Rio – A indústria vai ser a locomotiva da expansão do Produto Interno Bruto (PIB) este ano. A projeção é do Instituto de Economia da Universidade Federal do Rio de Janeiro (UFRJ), que acaba de projetar crescimento de 6% para a produção industrial em 2006 – o dobro dos 3,1% ano passado – e revisou de 3,5% para 3,8% o crescimento do PIB neste ano.

Segundo o Instituto de Economia da UFRJ, o crescimento do PIB em 2005, taxa que será oficialmente divulgada amanhã pelo Instituto Brasileiro de Geografia e Estatística (IBGE), foi de 2 5%. O valor também foi alterado pelo IE/UFRJ, depois que o IBGE divulgou uma revisão para a indústria em novembro e apresentou o resultado de dezembro, considerado mais forte do que o esperado pelo mercado.

"O motor do crescimento do PIB agora vai ser a indústria", diz o coordenador do Grupo de Conjuntura do IE/UFRJ, Antonio Licha.

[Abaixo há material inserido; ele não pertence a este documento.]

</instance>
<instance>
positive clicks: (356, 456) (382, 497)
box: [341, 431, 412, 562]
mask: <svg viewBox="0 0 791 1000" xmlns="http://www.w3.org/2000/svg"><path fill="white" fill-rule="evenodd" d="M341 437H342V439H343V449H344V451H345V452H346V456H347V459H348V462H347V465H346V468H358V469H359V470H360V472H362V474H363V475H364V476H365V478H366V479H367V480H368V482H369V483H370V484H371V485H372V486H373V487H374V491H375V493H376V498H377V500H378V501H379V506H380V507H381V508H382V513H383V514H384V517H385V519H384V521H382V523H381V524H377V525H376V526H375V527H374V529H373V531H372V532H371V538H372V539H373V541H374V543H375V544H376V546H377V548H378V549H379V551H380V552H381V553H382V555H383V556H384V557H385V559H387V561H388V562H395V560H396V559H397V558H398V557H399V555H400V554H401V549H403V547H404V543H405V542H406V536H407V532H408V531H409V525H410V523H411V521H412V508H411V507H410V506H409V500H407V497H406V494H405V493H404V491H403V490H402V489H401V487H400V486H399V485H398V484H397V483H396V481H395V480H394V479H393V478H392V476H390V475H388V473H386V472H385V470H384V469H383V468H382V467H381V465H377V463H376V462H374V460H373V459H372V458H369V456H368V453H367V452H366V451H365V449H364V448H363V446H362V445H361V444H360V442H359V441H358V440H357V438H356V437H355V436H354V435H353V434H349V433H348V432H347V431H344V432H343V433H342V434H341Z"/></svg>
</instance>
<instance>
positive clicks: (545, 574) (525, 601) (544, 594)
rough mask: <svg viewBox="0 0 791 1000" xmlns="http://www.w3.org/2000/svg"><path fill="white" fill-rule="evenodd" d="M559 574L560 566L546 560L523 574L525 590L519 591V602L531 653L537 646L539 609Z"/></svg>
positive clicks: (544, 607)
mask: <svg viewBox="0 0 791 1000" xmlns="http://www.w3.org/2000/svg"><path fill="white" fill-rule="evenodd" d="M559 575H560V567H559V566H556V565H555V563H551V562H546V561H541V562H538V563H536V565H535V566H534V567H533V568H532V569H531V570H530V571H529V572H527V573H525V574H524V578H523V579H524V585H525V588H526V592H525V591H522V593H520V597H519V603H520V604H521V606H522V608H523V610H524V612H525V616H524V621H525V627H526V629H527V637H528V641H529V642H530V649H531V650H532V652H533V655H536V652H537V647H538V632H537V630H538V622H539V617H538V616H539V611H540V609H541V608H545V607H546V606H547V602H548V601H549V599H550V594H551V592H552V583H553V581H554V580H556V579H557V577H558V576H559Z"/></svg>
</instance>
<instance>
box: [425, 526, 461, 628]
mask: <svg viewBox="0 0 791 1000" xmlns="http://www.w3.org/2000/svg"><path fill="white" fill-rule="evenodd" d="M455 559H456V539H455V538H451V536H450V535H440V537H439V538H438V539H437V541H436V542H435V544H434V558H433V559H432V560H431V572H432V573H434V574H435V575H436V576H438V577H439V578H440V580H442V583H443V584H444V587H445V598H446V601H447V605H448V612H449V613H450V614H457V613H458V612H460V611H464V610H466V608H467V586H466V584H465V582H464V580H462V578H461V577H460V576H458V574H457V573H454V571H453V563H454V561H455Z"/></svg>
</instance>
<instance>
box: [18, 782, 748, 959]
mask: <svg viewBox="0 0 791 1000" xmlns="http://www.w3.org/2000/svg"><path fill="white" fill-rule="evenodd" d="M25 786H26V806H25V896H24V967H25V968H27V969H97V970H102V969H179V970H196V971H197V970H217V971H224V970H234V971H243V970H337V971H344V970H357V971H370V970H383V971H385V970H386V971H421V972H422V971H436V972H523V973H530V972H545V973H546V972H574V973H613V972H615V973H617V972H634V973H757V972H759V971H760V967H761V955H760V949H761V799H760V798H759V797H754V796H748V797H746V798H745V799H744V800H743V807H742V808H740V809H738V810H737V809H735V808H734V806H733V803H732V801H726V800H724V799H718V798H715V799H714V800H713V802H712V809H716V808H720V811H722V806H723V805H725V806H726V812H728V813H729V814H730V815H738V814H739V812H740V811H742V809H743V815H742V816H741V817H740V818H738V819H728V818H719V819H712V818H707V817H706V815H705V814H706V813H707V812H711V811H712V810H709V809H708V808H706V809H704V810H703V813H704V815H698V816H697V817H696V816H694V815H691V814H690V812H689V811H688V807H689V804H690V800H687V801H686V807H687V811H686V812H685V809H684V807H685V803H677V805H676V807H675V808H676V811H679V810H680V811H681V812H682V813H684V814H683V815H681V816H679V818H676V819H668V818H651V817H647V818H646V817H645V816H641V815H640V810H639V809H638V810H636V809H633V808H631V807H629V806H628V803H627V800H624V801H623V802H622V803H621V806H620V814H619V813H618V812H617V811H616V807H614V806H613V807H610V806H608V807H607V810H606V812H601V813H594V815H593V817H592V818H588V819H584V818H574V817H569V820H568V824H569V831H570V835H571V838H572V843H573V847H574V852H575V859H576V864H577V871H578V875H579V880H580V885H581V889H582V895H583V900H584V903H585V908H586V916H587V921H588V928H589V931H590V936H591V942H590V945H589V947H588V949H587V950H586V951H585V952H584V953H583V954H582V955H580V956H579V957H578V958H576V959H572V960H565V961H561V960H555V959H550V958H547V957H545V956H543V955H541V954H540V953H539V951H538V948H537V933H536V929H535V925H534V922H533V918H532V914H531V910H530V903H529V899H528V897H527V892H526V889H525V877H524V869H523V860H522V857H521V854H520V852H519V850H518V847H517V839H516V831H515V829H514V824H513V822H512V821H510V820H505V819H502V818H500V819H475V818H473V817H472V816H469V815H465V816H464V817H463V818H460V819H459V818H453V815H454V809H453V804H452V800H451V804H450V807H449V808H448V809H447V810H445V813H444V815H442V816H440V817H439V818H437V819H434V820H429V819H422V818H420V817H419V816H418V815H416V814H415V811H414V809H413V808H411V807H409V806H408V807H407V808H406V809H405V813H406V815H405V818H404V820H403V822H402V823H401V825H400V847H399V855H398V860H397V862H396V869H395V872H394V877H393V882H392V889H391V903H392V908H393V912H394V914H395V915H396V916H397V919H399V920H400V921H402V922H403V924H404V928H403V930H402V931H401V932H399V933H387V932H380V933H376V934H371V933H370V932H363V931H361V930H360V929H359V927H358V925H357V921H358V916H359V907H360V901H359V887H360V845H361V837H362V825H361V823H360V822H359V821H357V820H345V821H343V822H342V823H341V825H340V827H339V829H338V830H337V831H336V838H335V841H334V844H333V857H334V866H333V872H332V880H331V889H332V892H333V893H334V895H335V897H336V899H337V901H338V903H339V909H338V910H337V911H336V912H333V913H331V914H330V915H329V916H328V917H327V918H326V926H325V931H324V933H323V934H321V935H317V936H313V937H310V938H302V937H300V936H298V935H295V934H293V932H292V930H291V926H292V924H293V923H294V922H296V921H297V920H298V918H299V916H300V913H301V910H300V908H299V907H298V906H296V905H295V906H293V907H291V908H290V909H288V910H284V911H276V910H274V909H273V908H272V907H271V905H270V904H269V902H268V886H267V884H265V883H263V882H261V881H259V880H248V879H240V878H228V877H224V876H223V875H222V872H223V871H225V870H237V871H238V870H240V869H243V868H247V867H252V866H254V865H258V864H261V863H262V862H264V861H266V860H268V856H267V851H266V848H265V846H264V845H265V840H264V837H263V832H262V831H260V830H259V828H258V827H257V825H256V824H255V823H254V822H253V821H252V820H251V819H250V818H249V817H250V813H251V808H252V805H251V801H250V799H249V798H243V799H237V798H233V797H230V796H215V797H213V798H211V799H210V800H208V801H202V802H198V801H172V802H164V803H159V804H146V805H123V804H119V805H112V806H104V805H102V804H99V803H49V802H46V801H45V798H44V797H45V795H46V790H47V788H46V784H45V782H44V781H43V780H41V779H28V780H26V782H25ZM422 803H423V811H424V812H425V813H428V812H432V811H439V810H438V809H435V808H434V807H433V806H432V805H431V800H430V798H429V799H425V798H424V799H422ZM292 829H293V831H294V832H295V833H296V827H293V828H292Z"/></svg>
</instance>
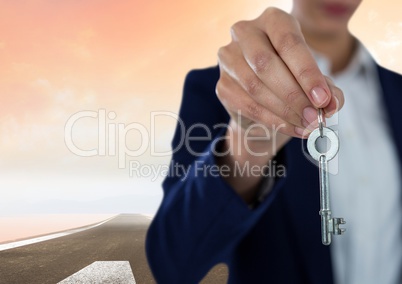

A estimativa de crescimento para a produção é bem superior aos 4% projetados pelo mercado, conforme a pesquisa semanal Focus, do Banco Central (BC).

O grupo da UFRJ analisa que o forte crescimento industrial no fim do ano passado vai provocar impacto positivo na produção deste ano. O IBGE revisou de 0,6% para 1,3% o crescimento da produção de novembro ante outubro e informou que o avanço em dezembro foi de 2,3%.

Juros – Licha explica que os resultados da indústria surpreenderam. Além disso, o grupo de conjuntura avalia que a redução da taxa Selic, que deve chegar ao fim do ano em 14,5%, segundo o IE/UFRJ, será decisiva para estimular a atividade econômica e a produção industrial do País. Segundo o boletim do IE, "períodos de queda da taxa Selic foram sempre acompanhados, nos últimos anos, por expansão vigorosa da indústria e o mesmo deverá ocorrer este ano".

Licha comenta, ainda, que a retomada esperada para a indústria este ano é comparável, em intensidade, à recuperação iniciada a partir da redução dos juros em março de 1999. Mas deverá ser um pouco mais fraca que a retomada começada com a queda da Selic em junho de 2003.

Riscos

Há, contudo, riscos no horizonte e o principal deles é o câmbio. As contas do grupo de conjuntura mostram que as exportações de manufaturados estão estagnadas. O coordenador lembra que, atualmente, o peso das exportações na produção das indústrias de manufatura já é de 25%. O outro risco é que a valorização cambial começa a provocar um movimento de substituição de produtos nacionais por importados.